D‑Wave cambia strategia: dal quantum annealing specializzato ai gate computer universali
L’azienda D‑Wave, che da quasi due decenni sviluppa piattaforme di quantum annealing e è vicina a raggiungere la superiorità quantistica in questo campo, ha annunciato un netto cambiamento di focus.

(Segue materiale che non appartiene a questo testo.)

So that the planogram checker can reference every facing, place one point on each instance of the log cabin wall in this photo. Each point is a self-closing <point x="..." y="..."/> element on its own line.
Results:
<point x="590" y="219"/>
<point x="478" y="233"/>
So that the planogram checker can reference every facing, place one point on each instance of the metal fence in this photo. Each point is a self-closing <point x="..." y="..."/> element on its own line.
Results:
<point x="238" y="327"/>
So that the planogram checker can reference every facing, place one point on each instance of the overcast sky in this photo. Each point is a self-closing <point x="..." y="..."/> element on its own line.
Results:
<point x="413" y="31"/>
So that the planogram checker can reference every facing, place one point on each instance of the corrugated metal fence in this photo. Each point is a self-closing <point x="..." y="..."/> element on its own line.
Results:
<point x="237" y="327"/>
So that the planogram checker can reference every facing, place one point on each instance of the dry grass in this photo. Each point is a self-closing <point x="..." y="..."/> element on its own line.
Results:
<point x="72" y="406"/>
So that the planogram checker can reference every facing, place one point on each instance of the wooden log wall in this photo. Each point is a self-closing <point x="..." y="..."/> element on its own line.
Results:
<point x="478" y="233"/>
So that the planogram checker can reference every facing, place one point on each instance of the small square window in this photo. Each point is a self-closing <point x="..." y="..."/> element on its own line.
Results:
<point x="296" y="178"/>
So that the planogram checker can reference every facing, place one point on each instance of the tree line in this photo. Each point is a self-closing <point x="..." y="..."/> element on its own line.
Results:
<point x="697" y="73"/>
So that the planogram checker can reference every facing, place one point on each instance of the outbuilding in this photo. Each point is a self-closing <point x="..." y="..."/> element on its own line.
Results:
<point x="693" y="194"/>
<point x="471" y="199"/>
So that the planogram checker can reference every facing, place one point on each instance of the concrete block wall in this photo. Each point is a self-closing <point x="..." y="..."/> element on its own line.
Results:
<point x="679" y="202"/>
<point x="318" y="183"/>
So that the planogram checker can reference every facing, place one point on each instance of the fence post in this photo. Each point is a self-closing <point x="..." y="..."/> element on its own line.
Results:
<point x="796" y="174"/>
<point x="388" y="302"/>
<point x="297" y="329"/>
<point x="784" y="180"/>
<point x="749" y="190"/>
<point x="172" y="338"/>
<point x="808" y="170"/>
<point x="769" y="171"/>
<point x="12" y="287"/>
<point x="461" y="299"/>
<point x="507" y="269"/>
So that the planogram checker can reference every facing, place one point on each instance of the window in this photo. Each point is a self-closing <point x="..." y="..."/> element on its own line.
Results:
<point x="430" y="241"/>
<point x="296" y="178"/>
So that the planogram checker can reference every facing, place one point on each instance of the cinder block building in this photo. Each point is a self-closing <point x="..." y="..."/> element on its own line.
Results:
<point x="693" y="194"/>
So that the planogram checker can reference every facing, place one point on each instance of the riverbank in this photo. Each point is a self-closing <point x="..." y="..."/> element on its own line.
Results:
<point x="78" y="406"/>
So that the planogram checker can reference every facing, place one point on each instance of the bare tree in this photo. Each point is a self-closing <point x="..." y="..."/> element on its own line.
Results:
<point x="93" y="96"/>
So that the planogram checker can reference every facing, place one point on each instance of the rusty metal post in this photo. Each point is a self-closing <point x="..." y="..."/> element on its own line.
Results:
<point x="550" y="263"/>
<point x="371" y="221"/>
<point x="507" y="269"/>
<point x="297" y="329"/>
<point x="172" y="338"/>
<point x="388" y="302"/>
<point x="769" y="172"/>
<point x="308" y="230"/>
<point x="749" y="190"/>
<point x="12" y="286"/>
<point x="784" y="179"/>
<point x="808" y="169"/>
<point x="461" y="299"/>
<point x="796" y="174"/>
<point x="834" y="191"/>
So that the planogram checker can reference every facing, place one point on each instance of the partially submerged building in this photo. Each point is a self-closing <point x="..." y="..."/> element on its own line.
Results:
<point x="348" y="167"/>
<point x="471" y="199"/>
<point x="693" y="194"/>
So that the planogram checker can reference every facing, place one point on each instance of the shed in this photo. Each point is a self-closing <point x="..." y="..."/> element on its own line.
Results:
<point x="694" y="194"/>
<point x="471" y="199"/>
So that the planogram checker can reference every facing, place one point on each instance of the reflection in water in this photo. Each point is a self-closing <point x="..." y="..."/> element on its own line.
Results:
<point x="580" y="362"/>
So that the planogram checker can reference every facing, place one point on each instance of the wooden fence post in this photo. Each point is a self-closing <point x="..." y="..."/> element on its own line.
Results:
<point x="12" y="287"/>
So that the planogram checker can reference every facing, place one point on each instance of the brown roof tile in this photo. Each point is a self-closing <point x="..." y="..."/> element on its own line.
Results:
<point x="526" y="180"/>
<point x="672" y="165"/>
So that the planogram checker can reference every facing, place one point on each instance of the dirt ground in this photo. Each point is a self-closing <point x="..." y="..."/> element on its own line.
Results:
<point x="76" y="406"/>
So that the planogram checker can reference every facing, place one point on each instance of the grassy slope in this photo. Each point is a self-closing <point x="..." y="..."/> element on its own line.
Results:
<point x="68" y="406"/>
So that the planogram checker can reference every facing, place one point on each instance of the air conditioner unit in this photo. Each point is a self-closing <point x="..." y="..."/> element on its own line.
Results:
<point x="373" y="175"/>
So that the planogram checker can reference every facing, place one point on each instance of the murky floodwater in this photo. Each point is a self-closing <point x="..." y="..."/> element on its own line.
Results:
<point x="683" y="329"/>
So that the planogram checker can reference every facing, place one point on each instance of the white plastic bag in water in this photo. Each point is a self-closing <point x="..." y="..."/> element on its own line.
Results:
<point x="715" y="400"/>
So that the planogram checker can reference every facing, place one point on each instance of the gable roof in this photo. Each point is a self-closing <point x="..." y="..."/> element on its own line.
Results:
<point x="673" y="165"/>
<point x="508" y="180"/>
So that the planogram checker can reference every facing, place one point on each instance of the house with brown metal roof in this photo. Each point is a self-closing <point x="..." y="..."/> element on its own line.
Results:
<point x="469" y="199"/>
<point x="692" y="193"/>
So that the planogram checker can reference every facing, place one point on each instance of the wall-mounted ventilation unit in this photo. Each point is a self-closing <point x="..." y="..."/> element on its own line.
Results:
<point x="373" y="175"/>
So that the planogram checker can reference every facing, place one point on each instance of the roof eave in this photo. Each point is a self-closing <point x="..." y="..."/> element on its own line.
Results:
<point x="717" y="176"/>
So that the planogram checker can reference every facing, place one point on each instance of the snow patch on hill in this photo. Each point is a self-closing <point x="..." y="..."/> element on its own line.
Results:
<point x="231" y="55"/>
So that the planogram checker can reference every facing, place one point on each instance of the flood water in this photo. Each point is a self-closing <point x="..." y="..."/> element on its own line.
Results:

Ora intende passare alla creazione di computer quantistici universali basati su gate (valvole), per recuperare rapidamente i leader del settore – Google, IBM e altri.
Approccio a due piattaforme
A partire dal 2026 D‑Wave svilupperà due linee parallele:
| Direzione | Obiettivo attuale | Risultato previsto |
|---|---|---|
| Quantum annealing | Sistemi commercialmente disponibili per l’ottimizzazione, la modellazione dei materiali e l’IA | Continuazione dello sviluppo della piattaforma esistente |
| Gate computer | Calcoli universali (chimica quantistica, progettazione molecolare, stoccaggio energetico) | Creazione del primo computer quantistico universale affidabile |
Nuova architettura – qubit dual‑rail superconduttori
Per i sistemi a gate D‑Wave ha scelto una configurazione dual‑rail (a due binari). Ogni qubit è rappresentato da una coppia di risonatori accoppiati, il che consente:
- Di rilevare automaticamente gli errori a livello del singolo qubit senza circuiti di correzione esterni.
- Di ridurre la frequenza degli errori fino al 90 %, diminuendo così il numero di qubit fisici necessari per un singolo qubit logico affidabile.
Piano di sviluppo
| Anno | Numero di qubit fisici | Riduzione prevista degli errori |
|---|---|---|
| 2026 | 17 | Raddoppio della frequenza rispetto al qubit fisico |
| 2027 | 49 | Riduzione del fattore 20 |
| 2018 | 1200 | Riduzione del fattore 10 000 (prototipo di computer resiliente) |
| 2030 | 10 logici | Prime algoritmi con tolleranza agli errori |
| 2032 | 100 logici | Esecuzione di milioni di operazioni, primo computer universale senza errori D‑Wave |
Indicatore «lambda»
L’azienda introduce una nuova metrica «lambda» – la velocità di riduzione della frequenza degli errori con l’aggiunta di nuovi meccanismi di correzione. Nel settore un valore tipico è ~2 (ogni passo dimezza la probabilità di errore). D‑Wave mira a raggiungere λ = 10, cioè una deca-riduzione della probabilità di errore ad ogni fase di miglioramento dell’architettura.
Se l’azienda manterrà la promessa, sarà un significativo breakthrough: computer quantistici compatti e scalabili con alta affidabilità – un problema che oggi è ancora difficile da risolvere.